As mulheres e a música viveram uma história de exclusão: as compositoras são poucas, as maestrinas, raríssimas

JORGE COLI
COLUNISTA DA FOLHA

Stendhal era apaixonado por música. Vivia comparando com ela seus entusiasmos amorosos. Escreveu que nunca mulher alguma lhe havia proporcionado momentos tão doces quanto os de ouvir uma nova e bela melodia. Que era capaz de percorrer 60 léguas para assistir a uma ópera, coisa que nenhuma de suas amadas havia conseguido que ele fizesse por elas. Mas o canto feminino o arrebatava. As mulheres e a música viveram uma história de exclusão. Cantoras, sim, admitiam-se, já que a ópera as exigia. Mesmo aí, em certos períodos, e em certos lugares, como nos antigos Estados da igreja em que eram proibidas de subir aos palcos, os homens, castrados, substituíam-nas. As pianistas às vezes mudavam em carreiras de solistas o que lhes era concedido como prenda doméstica. Harpistas também, por causa das sonoridades angelicais. Embora Lily Laskine, lendária intérprete, tivesse declarado: "É claro que a harpa é um instrumento masculino.
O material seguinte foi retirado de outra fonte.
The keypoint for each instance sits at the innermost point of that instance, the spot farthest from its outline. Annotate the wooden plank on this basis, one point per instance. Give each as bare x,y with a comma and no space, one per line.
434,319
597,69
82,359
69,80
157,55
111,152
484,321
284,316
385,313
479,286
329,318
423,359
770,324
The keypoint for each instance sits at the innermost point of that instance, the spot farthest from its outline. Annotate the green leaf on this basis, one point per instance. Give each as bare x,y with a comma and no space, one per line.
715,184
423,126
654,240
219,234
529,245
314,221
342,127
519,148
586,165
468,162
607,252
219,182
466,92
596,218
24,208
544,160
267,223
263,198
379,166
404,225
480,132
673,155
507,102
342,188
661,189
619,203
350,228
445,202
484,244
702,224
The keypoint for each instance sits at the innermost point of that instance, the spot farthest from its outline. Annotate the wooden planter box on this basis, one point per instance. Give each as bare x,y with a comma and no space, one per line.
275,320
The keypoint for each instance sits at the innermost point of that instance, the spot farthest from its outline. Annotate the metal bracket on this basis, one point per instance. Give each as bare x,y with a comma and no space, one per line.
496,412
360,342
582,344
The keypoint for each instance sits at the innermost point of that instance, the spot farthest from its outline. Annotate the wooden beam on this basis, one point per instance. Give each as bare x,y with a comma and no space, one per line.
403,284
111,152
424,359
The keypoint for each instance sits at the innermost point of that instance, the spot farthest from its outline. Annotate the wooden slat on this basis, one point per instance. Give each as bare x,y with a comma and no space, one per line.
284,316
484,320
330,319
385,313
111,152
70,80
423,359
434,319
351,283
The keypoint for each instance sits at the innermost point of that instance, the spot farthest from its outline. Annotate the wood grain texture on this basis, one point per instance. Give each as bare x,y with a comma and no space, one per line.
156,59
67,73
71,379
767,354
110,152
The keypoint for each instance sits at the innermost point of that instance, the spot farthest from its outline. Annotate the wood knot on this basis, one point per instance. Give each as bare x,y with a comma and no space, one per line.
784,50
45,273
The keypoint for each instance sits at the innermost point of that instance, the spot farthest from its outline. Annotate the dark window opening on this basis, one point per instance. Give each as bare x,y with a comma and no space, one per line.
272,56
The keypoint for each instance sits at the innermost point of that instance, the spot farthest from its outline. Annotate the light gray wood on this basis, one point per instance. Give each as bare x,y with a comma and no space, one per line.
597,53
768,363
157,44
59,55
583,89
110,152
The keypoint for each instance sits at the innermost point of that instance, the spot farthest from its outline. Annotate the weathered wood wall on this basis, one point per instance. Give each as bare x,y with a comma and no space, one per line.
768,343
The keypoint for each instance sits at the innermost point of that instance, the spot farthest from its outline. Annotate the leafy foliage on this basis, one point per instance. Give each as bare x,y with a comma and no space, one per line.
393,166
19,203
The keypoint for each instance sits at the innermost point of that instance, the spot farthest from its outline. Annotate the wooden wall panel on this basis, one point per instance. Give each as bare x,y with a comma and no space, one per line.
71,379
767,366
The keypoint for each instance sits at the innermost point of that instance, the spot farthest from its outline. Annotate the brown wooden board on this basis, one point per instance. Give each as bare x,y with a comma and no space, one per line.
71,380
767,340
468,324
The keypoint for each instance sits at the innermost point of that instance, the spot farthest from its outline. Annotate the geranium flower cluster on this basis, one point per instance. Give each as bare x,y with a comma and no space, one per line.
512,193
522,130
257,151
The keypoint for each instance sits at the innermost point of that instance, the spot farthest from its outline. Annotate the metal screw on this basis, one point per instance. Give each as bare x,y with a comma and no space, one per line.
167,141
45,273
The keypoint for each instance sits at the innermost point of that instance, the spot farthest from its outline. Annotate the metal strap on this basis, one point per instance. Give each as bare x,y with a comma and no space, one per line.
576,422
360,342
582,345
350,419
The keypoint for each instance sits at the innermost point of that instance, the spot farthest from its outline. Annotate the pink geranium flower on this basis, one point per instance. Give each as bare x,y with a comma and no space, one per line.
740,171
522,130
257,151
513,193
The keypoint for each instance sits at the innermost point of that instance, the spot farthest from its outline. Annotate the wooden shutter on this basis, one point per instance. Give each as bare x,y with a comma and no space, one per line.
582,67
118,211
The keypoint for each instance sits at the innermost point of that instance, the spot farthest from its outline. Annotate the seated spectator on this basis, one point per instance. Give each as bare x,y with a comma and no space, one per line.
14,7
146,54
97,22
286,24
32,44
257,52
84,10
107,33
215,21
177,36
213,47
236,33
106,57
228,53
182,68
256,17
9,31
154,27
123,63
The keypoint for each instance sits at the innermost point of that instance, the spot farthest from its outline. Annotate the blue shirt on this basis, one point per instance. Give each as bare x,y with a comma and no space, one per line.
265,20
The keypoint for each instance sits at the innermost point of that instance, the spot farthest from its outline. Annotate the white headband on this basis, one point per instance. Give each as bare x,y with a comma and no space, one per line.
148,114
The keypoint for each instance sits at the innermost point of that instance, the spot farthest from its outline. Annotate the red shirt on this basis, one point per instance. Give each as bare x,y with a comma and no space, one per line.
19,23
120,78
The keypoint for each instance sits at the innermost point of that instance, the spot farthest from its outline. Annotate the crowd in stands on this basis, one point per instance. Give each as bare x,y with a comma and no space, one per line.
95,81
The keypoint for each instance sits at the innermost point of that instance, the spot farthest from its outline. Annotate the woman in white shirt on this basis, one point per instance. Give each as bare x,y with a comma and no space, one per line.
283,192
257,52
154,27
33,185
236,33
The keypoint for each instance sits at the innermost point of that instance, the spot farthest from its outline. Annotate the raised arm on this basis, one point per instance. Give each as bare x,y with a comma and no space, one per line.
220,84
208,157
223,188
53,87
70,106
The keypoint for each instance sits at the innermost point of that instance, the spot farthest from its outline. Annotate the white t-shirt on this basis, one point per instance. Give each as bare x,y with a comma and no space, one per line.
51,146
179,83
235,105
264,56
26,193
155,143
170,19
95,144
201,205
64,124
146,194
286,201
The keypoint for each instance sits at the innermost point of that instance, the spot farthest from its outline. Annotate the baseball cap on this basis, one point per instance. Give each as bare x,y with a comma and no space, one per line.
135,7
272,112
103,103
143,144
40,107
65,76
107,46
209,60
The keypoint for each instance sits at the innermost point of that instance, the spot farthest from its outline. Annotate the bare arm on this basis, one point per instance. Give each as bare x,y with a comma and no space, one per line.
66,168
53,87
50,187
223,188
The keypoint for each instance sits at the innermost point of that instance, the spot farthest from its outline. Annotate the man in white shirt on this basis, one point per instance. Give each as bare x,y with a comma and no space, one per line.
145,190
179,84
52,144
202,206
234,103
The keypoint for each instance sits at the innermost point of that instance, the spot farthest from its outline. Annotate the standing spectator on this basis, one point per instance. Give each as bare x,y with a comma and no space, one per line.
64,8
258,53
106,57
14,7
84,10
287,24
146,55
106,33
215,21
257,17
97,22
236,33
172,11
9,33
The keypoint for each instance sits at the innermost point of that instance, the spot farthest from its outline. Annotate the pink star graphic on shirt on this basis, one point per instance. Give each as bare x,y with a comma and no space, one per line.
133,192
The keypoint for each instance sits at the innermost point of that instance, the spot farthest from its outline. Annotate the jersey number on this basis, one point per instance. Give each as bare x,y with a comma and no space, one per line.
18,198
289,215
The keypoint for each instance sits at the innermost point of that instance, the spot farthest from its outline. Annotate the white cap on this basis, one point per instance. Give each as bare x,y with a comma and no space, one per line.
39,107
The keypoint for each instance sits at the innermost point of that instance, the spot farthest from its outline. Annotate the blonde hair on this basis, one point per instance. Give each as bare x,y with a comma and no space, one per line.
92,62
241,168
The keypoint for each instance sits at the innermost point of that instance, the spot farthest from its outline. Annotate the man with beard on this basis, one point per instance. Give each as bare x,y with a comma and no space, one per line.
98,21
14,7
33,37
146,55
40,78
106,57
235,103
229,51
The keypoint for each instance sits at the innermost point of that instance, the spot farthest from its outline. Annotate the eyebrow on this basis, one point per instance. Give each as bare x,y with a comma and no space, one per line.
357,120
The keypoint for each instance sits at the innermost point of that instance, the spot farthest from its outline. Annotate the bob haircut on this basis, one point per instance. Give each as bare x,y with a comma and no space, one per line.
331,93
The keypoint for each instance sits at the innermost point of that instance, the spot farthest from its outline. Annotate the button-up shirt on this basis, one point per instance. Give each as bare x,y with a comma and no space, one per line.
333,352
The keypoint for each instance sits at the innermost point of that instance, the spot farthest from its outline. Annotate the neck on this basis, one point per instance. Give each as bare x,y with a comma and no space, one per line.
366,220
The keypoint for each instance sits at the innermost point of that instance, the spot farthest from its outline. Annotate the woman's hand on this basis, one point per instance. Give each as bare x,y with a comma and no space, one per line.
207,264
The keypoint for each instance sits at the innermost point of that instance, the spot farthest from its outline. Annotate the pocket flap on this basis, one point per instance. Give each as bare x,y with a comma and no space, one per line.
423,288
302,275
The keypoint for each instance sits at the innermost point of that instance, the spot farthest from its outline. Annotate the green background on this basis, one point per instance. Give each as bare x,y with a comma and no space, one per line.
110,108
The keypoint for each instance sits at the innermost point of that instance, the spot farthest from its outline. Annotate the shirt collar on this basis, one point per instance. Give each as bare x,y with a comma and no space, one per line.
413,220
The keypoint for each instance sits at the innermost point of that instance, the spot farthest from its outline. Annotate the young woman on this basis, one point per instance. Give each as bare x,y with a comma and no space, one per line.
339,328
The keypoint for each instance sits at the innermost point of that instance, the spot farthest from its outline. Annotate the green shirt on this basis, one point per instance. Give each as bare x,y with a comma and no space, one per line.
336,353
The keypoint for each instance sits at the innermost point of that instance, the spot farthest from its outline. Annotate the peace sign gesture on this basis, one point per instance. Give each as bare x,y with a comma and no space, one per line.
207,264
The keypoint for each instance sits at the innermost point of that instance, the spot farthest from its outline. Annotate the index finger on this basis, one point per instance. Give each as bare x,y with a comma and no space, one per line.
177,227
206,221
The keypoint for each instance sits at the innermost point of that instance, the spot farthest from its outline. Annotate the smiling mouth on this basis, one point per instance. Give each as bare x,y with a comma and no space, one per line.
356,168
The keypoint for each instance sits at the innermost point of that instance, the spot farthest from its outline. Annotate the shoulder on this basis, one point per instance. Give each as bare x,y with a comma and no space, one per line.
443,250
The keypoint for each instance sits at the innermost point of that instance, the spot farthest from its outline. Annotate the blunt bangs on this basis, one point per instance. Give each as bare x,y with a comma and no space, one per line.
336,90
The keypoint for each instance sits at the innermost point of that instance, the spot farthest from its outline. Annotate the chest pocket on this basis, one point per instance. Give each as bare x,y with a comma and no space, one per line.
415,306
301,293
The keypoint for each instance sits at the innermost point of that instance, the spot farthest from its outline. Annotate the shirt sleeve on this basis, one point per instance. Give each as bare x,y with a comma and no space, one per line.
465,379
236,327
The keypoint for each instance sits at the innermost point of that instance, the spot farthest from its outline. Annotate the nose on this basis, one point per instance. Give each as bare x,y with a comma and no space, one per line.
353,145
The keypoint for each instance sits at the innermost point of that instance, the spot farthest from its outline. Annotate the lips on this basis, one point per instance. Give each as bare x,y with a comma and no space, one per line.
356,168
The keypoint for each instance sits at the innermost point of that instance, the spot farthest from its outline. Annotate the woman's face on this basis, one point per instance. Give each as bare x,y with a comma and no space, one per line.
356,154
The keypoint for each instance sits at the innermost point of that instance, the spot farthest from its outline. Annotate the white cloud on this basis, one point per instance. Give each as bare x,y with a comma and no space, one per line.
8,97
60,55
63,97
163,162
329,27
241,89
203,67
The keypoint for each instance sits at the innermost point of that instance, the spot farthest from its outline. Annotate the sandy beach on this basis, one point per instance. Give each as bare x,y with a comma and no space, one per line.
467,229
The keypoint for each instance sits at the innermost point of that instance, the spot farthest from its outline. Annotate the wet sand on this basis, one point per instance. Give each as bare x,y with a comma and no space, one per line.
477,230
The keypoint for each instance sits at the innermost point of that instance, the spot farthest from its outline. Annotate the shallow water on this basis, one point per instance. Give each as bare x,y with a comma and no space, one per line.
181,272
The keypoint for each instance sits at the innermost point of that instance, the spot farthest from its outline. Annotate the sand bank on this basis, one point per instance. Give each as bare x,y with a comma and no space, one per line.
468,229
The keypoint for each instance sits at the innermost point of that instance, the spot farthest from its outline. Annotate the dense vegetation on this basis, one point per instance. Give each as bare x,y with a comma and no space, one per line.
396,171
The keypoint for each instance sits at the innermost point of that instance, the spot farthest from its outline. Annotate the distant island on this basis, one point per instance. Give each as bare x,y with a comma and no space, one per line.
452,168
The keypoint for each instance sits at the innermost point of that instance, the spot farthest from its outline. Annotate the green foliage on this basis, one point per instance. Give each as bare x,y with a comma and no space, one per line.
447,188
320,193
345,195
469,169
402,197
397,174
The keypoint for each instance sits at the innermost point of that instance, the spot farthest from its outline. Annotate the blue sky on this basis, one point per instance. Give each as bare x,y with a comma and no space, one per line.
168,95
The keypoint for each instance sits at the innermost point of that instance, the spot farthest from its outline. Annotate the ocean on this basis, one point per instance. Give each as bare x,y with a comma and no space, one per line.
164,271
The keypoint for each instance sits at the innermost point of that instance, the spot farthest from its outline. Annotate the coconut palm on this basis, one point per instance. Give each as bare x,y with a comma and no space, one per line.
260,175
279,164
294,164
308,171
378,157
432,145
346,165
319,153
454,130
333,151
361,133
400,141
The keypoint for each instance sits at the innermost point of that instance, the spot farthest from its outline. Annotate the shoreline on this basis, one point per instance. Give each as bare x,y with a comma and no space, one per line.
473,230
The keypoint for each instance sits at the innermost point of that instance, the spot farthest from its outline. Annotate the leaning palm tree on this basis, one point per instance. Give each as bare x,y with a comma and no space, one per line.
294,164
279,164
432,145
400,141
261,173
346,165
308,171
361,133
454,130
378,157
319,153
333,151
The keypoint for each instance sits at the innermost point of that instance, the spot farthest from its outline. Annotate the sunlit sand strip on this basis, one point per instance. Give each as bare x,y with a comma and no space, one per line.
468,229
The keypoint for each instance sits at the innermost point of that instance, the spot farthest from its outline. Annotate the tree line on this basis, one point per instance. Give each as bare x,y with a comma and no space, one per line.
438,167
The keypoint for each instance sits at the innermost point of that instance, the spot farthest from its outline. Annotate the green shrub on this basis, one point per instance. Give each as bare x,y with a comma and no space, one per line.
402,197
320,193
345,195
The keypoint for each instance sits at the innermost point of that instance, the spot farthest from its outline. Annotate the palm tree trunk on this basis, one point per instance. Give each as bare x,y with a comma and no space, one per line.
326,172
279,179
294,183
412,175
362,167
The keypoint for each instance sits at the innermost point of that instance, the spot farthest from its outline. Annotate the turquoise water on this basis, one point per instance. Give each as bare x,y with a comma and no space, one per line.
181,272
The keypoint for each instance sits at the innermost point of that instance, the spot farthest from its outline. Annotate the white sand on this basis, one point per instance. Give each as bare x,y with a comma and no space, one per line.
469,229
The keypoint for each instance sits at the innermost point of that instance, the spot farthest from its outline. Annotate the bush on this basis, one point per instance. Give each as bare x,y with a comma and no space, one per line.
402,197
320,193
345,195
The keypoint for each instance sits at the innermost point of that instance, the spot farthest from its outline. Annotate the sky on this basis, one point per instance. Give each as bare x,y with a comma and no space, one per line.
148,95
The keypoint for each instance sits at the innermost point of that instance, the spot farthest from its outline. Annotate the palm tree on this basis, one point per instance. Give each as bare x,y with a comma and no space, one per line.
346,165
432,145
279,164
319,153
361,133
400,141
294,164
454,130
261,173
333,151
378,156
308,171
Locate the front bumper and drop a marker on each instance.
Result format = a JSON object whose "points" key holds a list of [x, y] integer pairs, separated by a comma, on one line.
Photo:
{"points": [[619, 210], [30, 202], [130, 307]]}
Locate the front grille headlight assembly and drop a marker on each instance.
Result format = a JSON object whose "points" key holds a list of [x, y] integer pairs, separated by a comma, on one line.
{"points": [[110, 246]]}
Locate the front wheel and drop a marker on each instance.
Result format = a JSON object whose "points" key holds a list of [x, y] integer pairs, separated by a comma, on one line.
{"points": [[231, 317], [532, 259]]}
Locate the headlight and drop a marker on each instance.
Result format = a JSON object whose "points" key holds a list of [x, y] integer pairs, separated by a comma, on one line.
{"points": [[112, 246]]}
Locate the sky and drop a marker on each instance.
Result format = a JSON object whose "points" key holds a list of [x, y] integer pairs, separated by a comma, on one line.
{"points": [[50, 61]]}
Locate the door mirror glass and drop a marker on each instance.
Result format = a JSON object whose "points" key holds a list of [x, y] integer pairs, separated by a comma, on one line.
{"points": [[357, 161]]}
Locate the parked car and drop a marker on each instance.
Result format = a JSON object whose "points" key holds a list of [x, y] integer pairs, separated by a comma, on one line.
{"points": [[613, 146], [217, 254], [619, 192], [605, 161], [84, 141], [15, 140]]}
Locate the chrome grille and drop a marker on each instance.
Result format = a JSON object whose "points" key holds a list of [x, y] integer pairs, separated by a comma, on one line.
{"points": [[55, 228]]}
Se não fosse, eu não o tomaria em meus braços". A flauta, o violino permitiam também às mulheres um percurso profissional. Mas o domínio pertencia de fato aos homens. No século 20, se o panorama melhorou bastante, desequilíbrios evidentes continuaram. Não faz muito, uma instrumentista declarou, com ironia: "O violoncelo é meu marido. Paga todas as minhas contas e vive no meio das minhas pernas". São poucas as compositoras. As maestrinas, cuja atividade é de comando, são raríssimas.

Andorinhas
A Sinfônica de Campinas ofereceu o primeiro concerto desta temporada. No ano 2000, ela se renovou, quando esteve sob a regência de Aylton Escobar. Depois, com Cláudio Cruz, atingiu um nível técnico muito alto. Em seguida, foi um período discreto, apesar da presença constante do maestro suíço Karl Martin. Agora, há um clima de entusiasmo. Martin permanece como convidado principal, mas há novo titular. O mundo terrível dos maestros é atravessado por concorrências cruéis, que expulsam as mulheres do pódio. Bela notícia, portanto, saber que Ligia Amadio assumiu os destinos dessa sinfônica, cuja história é expressiva. São 53 apresentações previstas para 2009 (www.osmc. com.br). Incluem vários regentes brasileiros e excelentes solistas, a começar por Nelson Freire. Retomam os grandes títulos do repertório, mas se abrem também para composições raras: o "Concerto para Violino" de Henrique Oswald, com Artur Huf, spalla da orquestra e excelente intérprete; o "Notturno", de Martucci, compositor caro a Toscanini, injustamente esquecido; a "Sinfonia em Ré", de Jan Václav Vorísek, contemporâneo de Beethoven e de Schumann.

Primeiro voo
No concerto inicial, no dia 7 de março, a Sinfônica de Campinas enfrentou duas obras complexas: o poema sinfônico "Morte e Transfiguração", de Richard Strauss, e a "Sinfonia nº 4", de Tchaikovski. Ligia Amadio rege com intensidade e entusiasmo. Sabe transmitir suas intenções emotivas para seus músicos. Não se embebe em sonoridades. Enérgica, avança pelos fluxos musicais com rapidez, leva o público ao delírio nas explosões sonoras. Possui uma evidente personalidade musical. Resta agora corrigir imperfeições, equilibrar o conjunto, ajustar naipes defeituosos, delinear bem os fraseados. Questão de tempo, sem dúvida.

Respiro
"As notas, eu não as faço melhor do que muitos pianistas. Mas as pausas entre as notas -ah! é aí que reside a arte!" (Arthur Schnabel).